2. Основные растворы антибиотиков. Порошок антибиотика (желательно стандарта антибиотика) взвешивают и растворяют в стерильной дистиллированной воде так, чтобы получить определенную концентрацию антибиотика. Удобной концентрацией для основного раствора является 2000 мкг/мл или ед/мл. Некоторые антибиотики не растворяются водой в такой концентрации, для них нужен специальный растворитель. Например, эритромицин и левомицетин растворяют в минимальном количестве этилового спирта, а затем разводят стерильной дистиллированной водой.

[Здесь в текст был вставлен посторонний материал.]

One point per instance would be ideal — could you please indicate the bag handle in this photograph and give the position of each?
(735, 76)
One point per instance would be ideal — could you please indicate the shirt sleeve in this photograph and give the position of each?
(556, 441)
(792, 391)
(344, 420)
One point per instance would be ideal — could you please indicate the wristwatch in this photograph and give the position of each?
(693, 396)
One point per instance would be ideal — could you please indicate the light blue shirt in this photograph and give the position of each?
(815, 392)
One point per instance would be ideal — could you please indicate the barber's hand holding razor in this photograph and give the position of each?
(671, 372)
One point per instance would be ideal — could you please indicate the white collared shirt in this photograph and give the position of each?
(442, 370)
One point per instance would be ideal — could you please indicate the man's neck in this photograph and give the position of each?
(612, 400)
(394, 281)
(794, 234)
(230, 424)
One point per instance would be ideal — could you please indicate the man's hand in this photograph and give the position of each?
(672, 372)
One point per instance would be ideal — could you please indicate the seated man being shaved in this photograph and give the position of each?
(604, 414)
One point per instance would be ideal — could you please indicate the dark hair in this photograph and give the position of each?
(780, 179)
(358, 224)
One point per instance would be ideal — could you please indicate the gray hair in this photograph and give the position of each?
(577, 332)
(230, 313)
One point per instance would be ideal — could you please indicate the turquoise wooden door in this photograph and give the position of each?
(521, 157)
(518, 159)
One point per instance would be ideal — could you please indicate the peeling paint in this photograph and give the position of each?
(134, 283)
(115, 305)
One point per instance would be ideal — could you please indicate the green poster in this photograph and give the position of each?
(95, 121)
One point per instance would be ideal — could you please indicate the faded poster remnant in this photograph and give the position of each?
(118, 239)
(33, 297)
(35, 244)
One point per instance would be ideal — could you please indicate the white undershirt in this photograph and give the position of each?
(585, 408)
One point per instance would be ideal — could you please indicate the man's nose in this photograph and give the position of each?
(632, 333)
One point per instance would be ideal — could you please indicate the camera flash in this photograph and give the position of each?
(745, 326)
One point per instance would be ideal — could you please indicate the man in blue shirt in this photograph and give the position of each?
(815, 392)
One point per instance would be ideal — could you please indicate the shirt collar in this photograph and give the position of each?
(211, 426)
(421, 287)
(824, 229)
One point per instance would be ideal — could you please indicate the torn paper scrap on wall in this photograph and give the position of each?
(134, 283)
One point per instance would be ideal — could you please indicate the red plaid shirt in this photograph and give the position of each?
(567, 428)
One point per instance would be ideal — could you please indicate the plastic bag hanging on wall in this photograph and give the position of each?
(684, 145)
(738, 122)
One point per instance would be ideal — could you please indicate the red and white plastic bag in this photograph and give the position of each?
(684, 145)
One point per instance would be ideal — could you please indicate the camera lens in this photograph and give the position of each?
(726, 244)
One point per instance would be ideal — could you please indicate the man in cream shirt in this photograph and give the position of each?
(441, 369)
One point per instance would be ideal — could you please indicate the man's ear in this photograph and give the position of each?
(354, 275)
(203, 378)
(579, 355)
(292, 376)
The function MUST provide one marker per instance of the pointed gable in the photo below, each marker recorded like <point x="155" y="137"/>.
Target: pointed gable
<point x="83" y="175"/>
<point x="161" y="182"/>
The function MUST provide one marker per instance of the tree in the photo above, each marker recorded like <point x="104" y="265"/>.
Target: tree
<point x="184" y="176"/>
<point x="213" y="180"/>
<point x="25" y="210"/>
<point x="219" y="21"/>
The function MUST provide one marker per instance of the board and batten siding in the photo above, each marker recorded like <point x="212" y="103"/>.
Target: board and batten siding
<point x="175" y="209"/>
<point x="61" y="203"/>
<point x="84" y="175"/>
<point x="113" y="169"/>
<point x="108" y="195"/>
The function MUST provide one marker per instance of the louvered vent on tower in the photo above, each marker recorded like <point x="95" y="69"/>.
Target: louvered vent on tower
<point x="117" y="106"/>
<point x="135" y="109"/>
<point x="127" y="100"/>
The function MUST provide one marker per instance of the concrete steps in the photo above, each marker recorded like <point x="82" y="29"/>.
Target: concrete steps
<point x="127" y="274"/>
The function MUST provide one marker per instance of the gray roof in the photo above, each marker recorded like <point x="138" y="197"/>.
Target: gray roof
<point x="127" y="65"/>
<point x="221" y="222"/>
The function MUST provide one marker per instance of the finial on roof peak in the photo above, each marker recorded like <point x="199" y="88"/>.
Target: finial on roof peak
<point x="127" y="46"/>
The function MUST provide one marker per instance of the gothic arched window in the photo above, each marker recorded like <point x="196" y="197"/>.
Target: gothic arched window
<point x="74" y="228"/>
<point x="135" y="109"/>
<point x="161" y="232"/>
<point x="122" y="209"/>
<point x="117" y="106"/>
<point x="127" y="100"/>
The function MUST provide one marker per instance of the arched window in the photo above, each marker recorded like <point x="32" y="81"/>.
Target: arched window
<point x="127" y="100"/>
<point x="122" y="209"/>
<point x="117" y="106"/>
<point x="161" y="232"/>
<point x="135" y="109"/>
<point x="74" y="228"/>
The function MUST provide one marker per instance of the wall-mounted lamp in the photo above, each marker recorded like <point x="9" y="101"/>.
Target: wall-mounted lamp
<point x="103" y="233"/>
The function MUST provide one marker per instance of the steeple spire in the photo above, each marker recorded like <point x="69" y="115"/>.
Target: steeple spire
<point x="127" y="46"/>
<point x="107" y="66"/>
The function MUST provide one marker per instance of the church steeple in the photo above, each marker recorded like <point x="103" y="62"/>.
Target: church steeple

Основные растворы антибиотиков стабильны при хранении в холодильнике в течение 1 недели.

Подготовка к определению. Приготовление разведений антибиотиков. Разведения антибиотиков готовят путем разведения основного раствора антибиотика бульоном согласно представленной схеме (табл. 2). Диапазон серии разведений зависит от установленных критериев чувствительности, она может быть начата и закончена на различных этапах. Пользуются отдельной пипеткой для приготовления основного раствора и его добавления к 1-й пробирке, затем отдельной пипеткой для каждой группы разведений: 2-3-4 пробирки, 5-6-7 пробирки и т.д. Полученные растворы антибиотиков разливают в стерильные пробирки по 1мл. Для этого может быть использована одна пипетка - сначала разливают растворы более разведенные, затем более концентрированные. Можно готовить и двукратные разведения антибиотиков в бульоне в объеме 1 мл, но обязательно использовав отдельную пипетку для каждого разведения.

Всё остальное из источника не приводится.